C’est une histoire qui s’est tellement répétée. Quand j’ai vendu mon appartement en 2014 j’ai vendu (ou donné) tout ce qu’il y avait dedans, du lit aux draps, de la cafetière aux tasses de café, de la TV aux DVDs (TV que je n’ai jamais utilisé), de l’aspirateur aux serviettes de toilettes, bref tout. Quand l’acheteur a pris possession de l’appartement il n’avait qu’à venir avec ses valises de la petite cuillère à l’huile dans le placard tout était là.

De la même manière quand j’ai déménagé du Canada pour revenir en France j’ai complètement vidé mon appartement, j’avais même organisé une journée porte ouverte où j’ai vu des gens que je ne connaissais pas fouiller dans mes placards, bouger les meubles, peser et sous peser la vaisselle, marchander, acheter puis partir avec.

A chaque fois j’ai eu l’impression de donner une partie de moi, une partie de mon passé.

La première  transition je l’ai vécue en 1998 quand j’ai obtenu ma résidence permanente et que je suis partie m’installer au Canada. J’avais 24 ans à l’époque, égoïste ce qu’il faut et je m’en foutais. C’était mon moment, je n’avais aucune idée de ce qui m’attendait, pas d’amis sur place, pas de travail, aucune notion de ce que pouvait être un hiver canadien, la seule chose dont j’étais certaine était ce papier agrafé dans mon passeport qui me donnait le droit de partir et de rester sur place.

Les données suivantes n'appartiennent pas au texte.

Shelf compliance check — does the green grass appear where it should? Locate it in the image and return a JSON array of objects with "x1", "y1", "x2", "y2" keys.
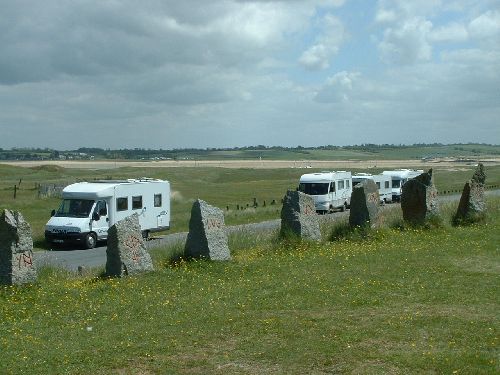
[
  {"x1": 0, "y1": 164, "x2": 500, "y2": 248},
  {"x1": 0, "y1": 199, "x2": 500, "y2": 374}
]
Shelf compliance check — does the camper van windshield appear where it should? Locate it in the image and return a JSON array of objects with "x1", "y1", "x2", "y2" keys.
[
  {"x1": 299, "y1": 182, "x2": 330, "y2": 195},
  {"x1": 55, "y1": 199, "x2": 94, "y2": 217}
]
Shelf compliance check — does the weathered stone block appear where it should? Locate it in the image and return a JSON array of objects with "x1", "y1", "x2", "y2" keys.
[
  {"x1": 349, "y1": 180, "x2": 380, "y2": 228},
  {"x1": 401, "y1": 169, "x2": 439, "y2": 225},
  {"x1": 453, "y1": 163, "x2": 486, "y2": 224},
  {"x1": 281, "y1": 190, "x2": 321, "y2": 241},
  {"x1": 106, "y1": 214, "x2": 153, "y2": 277},
  {"x1": 184, "y1": 199, "x2": 231, "y2": 260},
  {"x1": 0, "y1": 209, "x2": 37, "y2": 285}
]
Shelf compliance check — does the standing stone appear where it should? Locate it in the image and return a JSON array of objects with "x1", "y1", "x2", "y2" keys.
[
  {"x1": 349, "y1": 180, "x2": 380, "y2": 228},
  {"x1": 401, "y1": 169, "x2": 439, "y2": 225},
  {"x1": 106, "y1": 213, "x2": 153, "y2": 277},
  {"x1": 453, "y1": 163, "x2": 486, "y2": 224},
  {"x1": 184, "y1": 199, "x2": 231, "y2": 260},
  {"x1": 0, "y1": 209, "x2": 37, "y2": 285},
  {"x1": 281, "y1": 190, "x2": 321, "y2": 241}
]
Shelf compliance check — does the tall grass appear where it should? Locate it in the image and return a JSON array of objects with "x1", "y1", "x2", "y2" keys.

Sept ans plus tard, sept hivers plus tard, je suis revenue en France. Pour le coup ce fut très difficile mais j’ai survécu!

Neuf ans plus tard deuxième transition, cette fois de Paris vers l’Inde. Je n’ai pas vraiment compris ce que je faisais, je répondais à une urgence latente, je l’ai fait sans hésitation et sans regret.

Quatre ans plus tard je recommence, de Mysore à plusieurs petits arrêts (comme Colombo, Pattaya, Ubud et Canggu) avant d’atteindre Montréal en Mai 2018. Cette transition est plus irréelle car je n’en reviens pas que ça arrive ENCORE !

Dans mes rêves les plus fous j’ai toujours pensé que pour mes 40 ans je serais enfin stabilisée quelque part.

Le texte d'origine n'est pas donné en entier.